Sunday, April 1, 2012

English is a Protist?

I just finished reading David Mitchell's column in the Guardian and clicked a link to another story that caught my eye. The corrections and clarifications column editor on… grammar and spelling
We all know English is the vampire amoeba that never sleeps. That is, our reasoning brains know this; just as they know all languages absorb and mutate over time.
After stepping over the bad metaphor in the first sentence I got stuck on the second one and had to read it three times before I figured out what "that" refers to. (The wide-awake make-believe single-celled organism. I'm pretty sure nothing in Kingdom Protista ever sleeps. Ironically, though, sleeping sickness is caused by a kinetoplastid flagellate.)

I think the message here is that someone who knows the grammar rules can still be a bad writer. I almost stopped reading at the first paragraph but I pressed on. It got worse.
When we watch a word lose the precision of meaning we were taught... perspective can fly out of the window and emotion rush in, often under the banner of Defending Civilised Values as We Were Taught Them at an Impressionable Age. Possibly by someone rather given – breakfast table? schoolroom? – to fulminations of a superior sort.
I think she's talking about my mama. My mama taught me to rewrite an awkward sentence. She also taught me not to pile on the unusual punctuation. You can use it here and there when things are getting boring, but if you try that shit in every long sentence you look like an ass.
Where we do aim to correct spelling errors in online pages is in headlines, or the names of people, places and organisations. We don't pretend to have the resources for micro-fixing every their and they're, or it's and its, or led and lead.
Really? That's depressing as hell. The Guardian doesn't have the resources? Why are they hiring writers who don't type that correctly themselves? Proofreading your own typing is allowed.

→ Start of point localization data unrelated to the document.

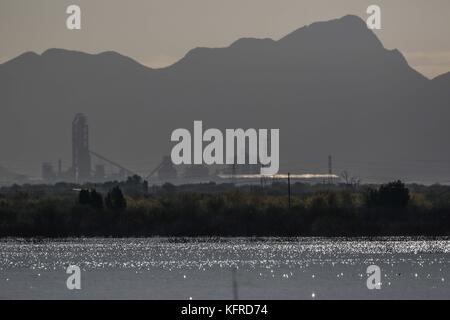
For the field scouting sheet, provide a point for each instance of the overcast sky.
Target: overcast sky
(159, 32)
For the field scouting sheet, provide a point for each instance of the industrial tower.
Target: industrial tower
(81, 158)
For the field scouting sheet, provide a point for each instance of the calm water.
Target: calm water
(271, 268)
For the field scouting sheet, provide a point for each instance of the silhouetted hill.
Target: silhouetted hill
(330, 87)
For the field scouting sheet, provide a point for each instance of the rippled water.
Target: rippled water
(267, 268)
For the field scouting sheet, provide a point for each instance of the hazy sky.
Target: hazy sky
(159, 32)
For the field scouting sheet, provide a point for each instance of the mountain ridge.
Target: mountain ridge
(325, 93)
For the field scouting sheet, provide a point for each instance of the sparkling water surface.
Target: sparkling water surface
(225, 268)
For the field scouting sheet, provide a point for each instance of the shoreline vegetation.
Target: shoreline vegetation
(133, 209)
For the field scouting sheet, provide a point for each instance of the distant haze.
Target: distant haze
(330, 87)
(157, 33)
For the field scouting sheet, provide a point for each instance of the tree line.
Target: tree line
(132, 209)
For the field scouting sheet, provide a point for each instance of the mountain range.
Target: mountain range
(330, 87)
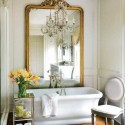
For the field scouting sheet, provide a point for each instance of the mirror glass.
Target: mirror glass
(51, 53)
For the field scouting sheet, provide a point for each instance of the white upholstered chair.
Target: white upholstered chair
(114, 92)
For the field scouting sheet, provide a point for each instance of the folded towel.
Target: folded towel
(49, 104)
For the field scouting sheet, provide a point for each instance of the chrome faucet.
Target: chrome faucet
(56, 82)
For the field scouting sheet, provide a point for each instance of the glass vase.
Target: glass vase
(22, 90)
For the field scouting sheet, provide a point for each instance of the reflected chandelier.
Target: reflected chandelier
(59, 22)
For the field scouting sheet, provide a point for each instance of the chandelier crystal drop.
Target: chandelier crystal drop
(58, 22)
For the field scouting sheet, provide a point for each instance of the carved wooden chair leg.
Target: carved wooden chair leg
(106, 121)
(93, 119)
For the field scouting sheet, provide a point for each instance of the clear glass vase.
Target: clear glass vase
(22, 90)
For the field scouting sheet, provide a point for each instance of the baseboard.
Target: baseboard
(4, 116)
(117, 121)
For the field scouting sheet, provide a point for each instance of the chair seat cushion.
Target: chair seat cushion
(109, 110)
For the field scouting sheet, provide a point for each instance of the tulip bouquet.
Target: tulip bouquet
(23, 78)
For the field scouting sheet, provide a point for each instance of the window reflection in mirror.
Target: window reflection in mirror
(55, 53)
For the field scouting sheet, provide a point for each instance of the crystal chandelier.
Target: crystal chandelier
(59, 22)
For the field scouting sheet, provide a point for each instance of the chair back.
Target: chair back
(115, 89)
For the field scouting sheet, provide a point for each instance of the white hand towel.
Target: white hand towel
(49, 104)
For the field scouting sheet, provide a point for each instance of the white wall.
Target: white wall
(111, 40)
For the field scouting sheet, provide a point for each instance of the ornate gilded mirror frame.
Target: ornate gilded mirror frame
(50, 4)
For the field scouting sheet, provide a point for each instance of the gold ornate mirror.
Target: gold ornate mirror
(54, 34)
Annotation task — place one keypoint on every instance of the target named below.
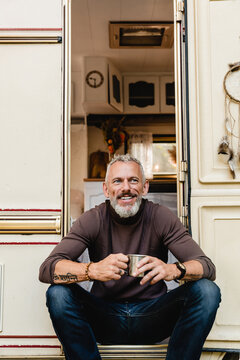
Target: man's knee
(58, 297)
(208, 293)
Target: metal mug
(132, 264)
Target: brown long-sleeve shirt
(152, 231)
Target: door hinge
(184, 216)
(183, 171)
(180, 10)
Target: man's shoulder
(98, 210)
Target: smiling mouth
(126, 196)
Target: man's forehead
(120, 167)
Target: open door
(213, 45)
(180, 112)
(34, 63)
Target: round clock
(94, 78)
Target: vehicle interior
(122, 68)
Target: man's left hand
(156, 270)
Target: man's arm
(158, 270)
(110, 268)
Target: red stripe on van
(31, 346)
(30, 29)
(28, 337)
(55, 210)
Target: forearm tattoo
(65, 278)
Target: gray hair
(125, 158)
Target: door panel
(29, 14)
(219, 224)
(31, 135)
(213, 44)
(216, 46)
(34, 112)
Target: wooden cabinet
(141, 94)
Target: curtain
(140, 145)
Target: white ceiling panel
(90, 19)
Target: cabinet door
(213, 44)
(141, 94)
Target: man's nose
(126, 185)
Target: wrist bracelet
(86, 272)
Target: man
(122, 309)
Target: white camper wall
(31, 144)
(213, 43)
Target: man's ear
(105, 190)
(146, 187)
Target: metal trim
(14, 39)
(30, 224)
(66, 115)
(133, 351)
(1, 296)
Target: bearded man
(122, 309)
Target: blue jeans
(186, 314)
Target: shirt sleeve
(82, 233)
(177, 239)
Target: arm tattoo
(66, 278)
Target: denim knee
(58, 297)
(208, 293)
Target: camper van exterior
(35, 113)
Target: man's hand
(157, 270)
(110, 268)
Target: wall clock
(94, 78)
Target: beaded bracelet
(86, 272)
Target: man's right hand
(110, 268)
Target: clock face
(94, 78)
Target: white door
(33, 141)
(213, 44)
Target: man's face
(125, 187)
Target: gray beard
(123, 211)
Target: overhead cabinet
(107, 91)
(149, 94)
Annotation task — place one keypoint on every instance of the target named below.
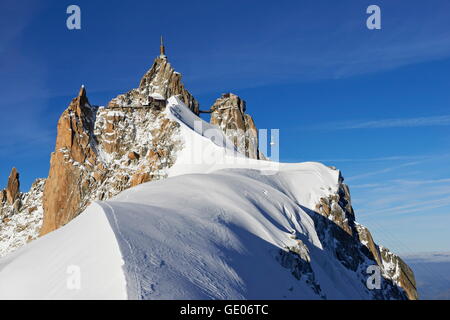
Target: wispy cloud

So is correcting it after you publish. I do it all the time. I was kind of hoping that my ability to put apostrophes in the right place might turn into something like a paying gig. I guess that skill is about as useful as lamp lighting. In this ruined world you can be a terrible writer who isn't even willing to fix the most embarrassing homonyms and be an Associate Editor at The Guardian.

I wish I had just stopped reading after the David Mitchell story. Here's my favorite part.
With greater demands on their time and physique, it's no surprise that the sportspeople of today can seem one-dimensional – and I don't just mean they're thinner.
That's a beautiful sentence. See how he used the dash and the em dash correctly? And "they're" is not "their" or "there"? He even got "it's" right. And it's a great joke! The Guardian does apparently allow a columnist to get things right themselves, they just won't help an incompetent improve.

I suppose the lesson for me is to aspire to be more like David Mitchell than Leslie Plommer. Easy.